Now there are 18 DISTINCT values in FAMILY column and each value has multiple rows associated (as you can see from the above image). What I want is to get the first row of 3 specific values (CRM, SCM and IC) in FAMILY column.

Something like this:

ID	FAMILY	ENV_XML_PATH	CREATED_DATE
15826841	CRM	path1.xml	date1
15826856	SCM	path3.xml	date2
15826786	IC	path4.xml	date3

I am new to this, though I understand the logic but I am not sure how to implement it. Kindly help. Thanks.

CodePudding user response：

You can use RANK for that.

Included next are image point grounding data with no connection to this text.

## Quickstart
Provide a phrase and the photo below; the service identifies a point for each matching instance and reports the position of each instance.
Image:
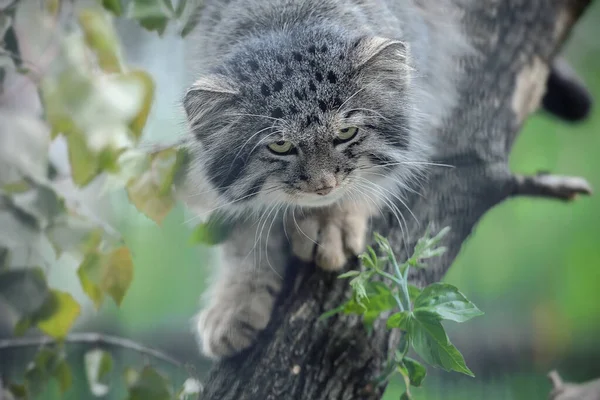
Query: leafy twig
(91, 338)
(418, 313)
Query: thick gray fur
(300, 71)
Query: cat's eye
(281, 147)
(346, 134)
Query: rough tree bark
(300, 357)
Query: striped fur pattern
(302, 71)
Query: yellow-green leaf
(57, 315)
(98, 366)
(149, 384)
(64, 377)
(84, 162)
(147, 83)
(100, 37)
(114, 6)
(151, 192)
(117, 273)
(89, 273)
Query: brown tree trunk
(301, 357)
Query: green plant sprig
(416, 312)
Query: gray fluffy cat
(308, 116)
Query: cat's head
(304, 122)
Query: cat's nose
(327, 184)
(324, 190)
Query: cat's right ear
(209, 100)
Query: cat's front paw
(225, 328)
(331, 236)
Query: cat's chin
(316, 201)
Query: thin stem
(90, 338)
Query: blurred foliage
(533, 264)
(99, 107)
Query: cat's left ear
(380, 56)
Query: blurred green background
(532, 265)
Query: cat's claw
(330, 237)
(227, 328)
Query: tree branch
(94, 339)
(552, 186)
(302, 357)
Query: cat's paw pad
(330, 237)
(225, 329)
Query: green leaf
(151, 14)
(399, 320)
(48, 363)
(113, 6)
(413, 292)
(118, 273)
(212, 232)
(98, 366)
(89, 273)
(19, 392)
(110, 273)
(152, 191)
(349, 274)
(57, 315)
(146, 83)
(25, 290)
(416, 371)
(85, 165)
(430, 341)
(191, 390)
(148, 385)
(101, 38)
(447, 302)
(63, 375)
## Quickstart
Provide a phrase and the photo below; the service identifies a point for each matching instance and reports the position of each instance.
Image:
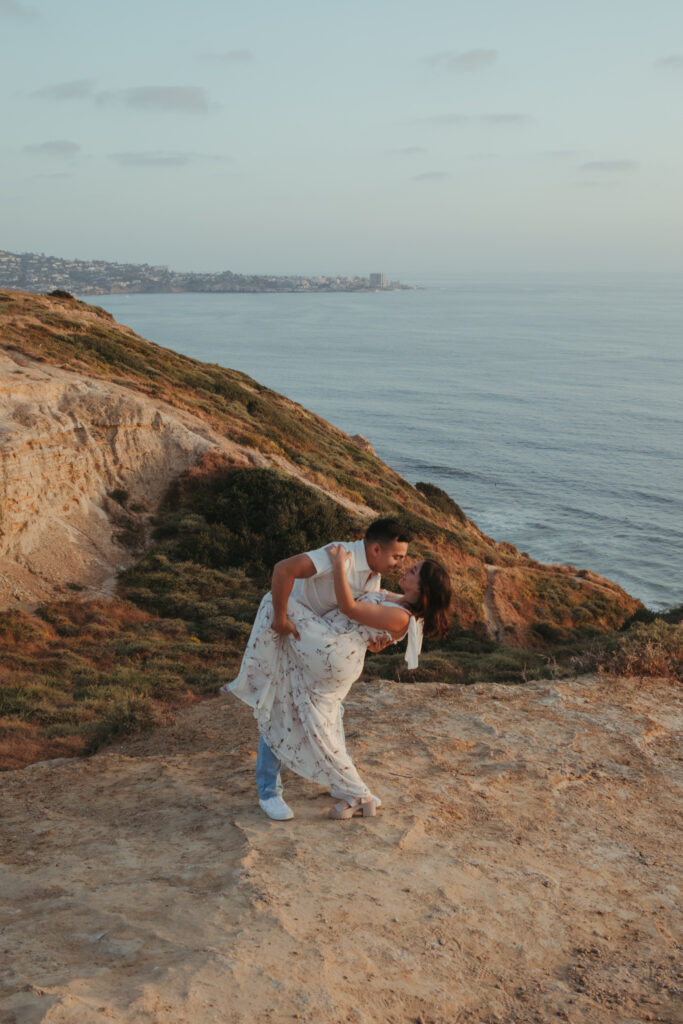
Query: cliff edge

Something like this:

WITH  groupedData  AS
(SELECT id, family, env_xml_path, created_date,
RANK () OVER (PARTITION BY family ORDER BY id) AS r_num
FROM      yourtable    
GROUP BY  id, family, env_xml_path, created_date)

SELECT    id, family, env_xml_path, created_date
FROM      groupedData
WHERE     r_num  = 1
ORDER BY  id;

Thus, within the first query, your data will be grouped by family and sorted by the column you want (in my example, it will be sorted by id).

After that, you will use the second query to only take the first row of each family.

Add a WHERE clause to the first query if you need to apply further restrictions on the result set.

See here a working example: db<>fiddle

CodePudding user response：

You could use a window function to get to know the row number of each partition in family ordered by the created_date, and then filter by the the three families you are interested in:

with row_window as (
  select
    id,
    family,
    env_xml_path,
    created_date,
    row_number() over (partition by family order by created_date asc) as rn
  from <your_table>
  where family in ('CRM', 'SCM', 'IC')
)

select 
  id,
  family,
  env_xml_path,
  created_date
from row_window
where rn = 1

Output:

ID	FAMILY	ENV_XML_PATH	CREATED_DATE
15826841	CRM	path1.xml	03-09-22 6:50:34
15826856	SCM	path3.xml	03-10-22 7:12:20
15826786	IC	path4.xml	02-10-22 12:50:52

CodePudding user response：

The question doesn't really specify what 'first' means, but I assume it means the first to be added in the table, aka the person whose date is the oldest. Try this code:

SELECT DISTINCT * FROM (yourTable) WHERE Family = 'CRM' OR 
Family = 'SCM' OR Family = 'IC' ORDER BY Created_Date ASC FETCH FIRST (number) ROWS ONLY;

What it does:

Distinct - It selects different rows, which means you won't get same type of rows at the top.

Where - checks if certain condition is true

OR - it means that the select should choose rows that match those requirements. In the current situation the distinct clause means that same rows won't repeat, so you won't be getting 2 different 'CRM' family names, so it will find the first 'CRM' then the first 'SCM' and so on.

ORDER BY - orders the column in specified order. In the current one, if first rows mean the oldest, then by ordering them by date and using ASC the oldest(aka smallest date) will be at the top.

FETCH FIRST (number) ROWS ONLY - It selects only the very first couple of rows you want. For example if you need 3 different 'first' rows you need to get FETCH FIRST 3 ROWS ONLY. Combined with the distinct word it will only show 3 different rows.